Il est enfin des médiums à matérialisations ; ce sont les plus recherchés. Certains font apparaître des formes ectoplasmiques. De leur bouche s’échappe une matière ténue et lumineuse qui, d’abord en forme de sphères, prend peu à peu l’aspect d’un corps humain. D’autres font apparaître des fantômes vêtus de voiles blancs, d’autres des membres humains qui consentent même à se laisser prendre un moulage, pour bien prouver leur réalité. Ces phénomènes ne se produisent jamais simplement. Il faut au médium tout un appareillage qui évoque le théâtre, qu’il est en réalité. La salle doit être obscure. Le médium est en outre caché derrière un rideau noir. Le fantôme surgit de derrière le rideau, il est interdit d’en approcher, de le toucher et aussi de faire la lumière pour se rendre compte de ce qu’on voit au juste. Les séances de matérialisations sont toujours soigneusement préparées. Les assistants sont mis en état de réceptivité par des chants, de la musique, etc… Lorsque l’Esprit est bien disposé, il nous laisse un souvenir apporté de l’au-delà. Ce sont des objets tout à fait terrestres : fleurs artificielles, morceaux de papier coloré ; on les trouve facilement dans le commerce.

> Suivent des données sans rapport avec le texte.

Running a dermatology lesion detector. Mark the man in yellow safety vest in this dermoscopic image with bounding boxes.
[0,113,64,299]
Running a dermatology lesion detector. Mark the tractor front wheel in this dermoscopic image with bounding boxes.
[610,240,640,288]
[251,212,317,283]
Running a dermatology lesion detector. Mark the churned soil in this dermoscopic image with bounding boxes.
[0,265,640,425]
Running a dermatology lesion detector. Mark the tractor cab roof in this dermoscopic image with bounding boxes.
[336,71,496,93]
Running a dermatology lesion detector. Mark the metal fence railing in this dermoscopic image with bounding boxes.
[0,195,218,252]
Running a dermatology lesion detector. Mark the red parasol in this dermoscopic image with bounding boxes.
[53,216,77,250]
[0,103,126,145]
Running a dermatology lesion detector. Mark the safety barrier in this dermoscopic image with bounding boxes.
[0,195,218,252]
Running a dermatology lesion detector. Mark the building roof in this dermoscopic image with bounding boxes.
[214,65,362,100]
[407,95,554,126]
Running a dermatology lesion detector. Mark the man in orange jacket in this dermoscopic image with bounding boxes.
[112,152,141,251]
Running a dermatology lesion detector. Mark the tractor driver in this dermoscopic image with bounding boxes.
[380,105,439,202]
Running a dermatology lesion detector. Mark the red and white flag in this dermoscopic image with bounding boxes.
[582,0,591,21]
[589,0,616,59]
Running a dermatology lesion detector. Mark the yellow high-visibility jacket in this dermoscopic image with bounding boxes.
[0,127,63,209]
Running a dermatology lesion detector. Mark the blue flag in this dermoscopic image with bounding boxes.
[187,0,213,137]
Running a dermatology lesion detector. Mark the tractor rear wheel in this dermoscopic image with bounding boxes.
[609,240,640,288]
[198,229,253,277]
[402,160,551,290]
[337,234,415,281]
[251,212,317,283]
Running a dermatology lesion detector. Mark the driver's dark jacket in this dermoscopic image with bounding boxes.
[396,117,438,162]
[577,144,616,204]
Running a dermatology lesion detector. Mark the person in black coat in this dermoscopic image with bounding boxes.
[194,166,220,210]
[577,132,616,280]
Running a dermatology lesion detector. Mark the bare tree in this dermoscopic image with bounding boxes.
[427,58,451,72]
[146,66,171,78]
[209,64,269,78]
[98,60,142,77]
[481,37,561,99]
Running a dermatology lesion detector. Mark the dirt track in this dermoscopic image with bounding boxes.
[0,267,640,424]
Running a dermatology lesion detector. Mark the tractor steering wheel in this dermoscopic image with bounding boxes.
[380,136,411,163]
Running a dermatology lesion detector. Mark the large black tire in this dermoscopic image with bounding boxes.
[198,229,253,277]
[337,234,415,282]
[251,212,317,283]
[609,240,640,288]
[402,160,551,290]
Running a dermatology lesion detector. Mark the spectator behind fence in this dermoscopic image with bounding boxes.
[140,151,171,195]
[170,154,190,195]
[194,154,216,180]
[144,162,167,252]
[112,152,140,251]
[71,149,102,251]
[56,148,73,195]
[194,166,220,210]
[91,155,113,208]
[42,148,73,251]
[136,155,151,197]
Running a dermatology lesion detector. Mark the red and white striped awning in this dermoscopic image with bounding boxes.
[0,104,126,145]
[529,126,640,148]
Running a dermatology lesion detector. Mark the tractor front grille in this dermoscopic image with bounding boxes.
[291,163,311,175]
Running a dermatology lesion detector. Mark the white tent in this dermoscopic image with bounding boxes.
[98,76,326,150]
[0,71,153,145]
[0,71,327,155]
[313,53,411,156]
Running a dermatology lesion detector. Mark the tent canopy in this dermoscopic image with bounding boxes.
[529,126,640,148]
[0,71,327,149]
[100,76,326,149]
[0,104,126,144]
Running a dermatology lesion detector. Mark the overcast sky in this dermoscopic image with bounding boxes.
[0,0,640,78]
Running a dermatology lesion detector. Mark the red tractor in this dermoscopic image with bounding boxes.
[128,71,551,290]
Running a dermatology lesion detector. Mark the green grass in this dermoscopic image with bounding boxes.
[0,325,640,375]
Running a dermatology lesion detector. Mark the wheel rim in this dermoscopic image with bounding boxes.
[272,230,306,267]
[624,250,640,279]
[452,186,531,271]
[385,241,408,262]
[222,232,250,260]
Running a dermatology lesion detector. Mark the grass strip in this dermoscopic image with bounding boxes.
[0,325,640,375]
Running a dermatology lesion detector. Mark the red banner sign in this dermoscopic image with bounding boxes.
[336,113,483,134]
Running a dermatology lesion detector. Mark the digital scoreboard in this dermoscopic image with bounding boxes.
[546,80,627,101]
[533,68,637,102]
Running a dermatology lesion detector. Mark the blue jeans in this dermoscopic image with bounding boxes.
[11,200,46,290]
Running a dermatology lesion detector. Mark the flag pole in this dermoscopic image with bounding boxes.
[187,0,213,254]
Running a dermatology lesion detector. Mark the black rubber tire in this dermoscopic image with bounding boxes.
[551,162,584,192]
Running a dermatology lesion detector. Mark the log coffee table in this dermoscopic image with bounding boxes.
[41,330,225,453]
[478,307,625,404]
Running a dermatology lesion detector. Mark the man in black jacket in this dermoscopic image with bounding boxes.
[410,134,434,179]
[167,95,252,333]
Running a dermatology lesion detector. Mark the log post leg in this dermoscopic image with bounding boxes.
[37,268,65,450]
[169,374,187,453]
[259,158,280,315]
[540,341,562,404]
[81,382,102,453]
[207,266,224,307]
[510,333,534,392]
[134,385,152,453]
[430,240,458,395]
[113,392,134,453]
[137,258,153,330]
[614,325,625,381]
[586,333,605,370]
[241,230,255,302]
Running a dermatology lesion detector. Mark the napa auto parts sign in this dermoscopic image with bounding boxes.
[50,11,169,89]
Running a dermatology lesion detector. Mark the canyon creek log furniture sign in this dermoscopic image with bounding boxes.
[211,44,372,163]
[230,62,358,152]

Nous n’avons guère jusqu’ici parlé que des médiums. C’est parce que le médium est indispensable ; tous les spirites vous le diront ; sans médium, pas de phénomènes. Ces médiums sont des personnes ayant reçu des dons spéciaux, leur permettant de communiquer avec l’au-delà. Leur système nerveux ultra-sensible fait d’eux des malades, une maladie enviable à bien des égards, car, pour peu que les circonstances soient favorables, elle fera leur fortune. Le médium sera couvert d’or, reçu par les rois ; il pourra même, parti de l’isba d’un moujik, gouverner l’État, tel Raspoutine.

Qu’y a-t-il de vrai dans les affirmations des spirites ?

Rien ! Et c’est bien à désespérer de l’humanité de la voir aussi stupide, en dépit de la T. S. F., de l’automobile et de l’aviation.

Tous les médiums ont été pris en flagrant délit de supercherie. Lié de corde et surveillé par une commission de professeurs, le médium parvient à libérer un membre et s’en sert pour déplacer un objet qui devrait se déplacer tout seul. La carrière d’un médium a trois phases : l’ascension, l’apogée et la catastrophe. Après un temps plus ou moins long pendant lequel le médium connaît tous les triomphes, on découvre la supercherie et il tombe à plat.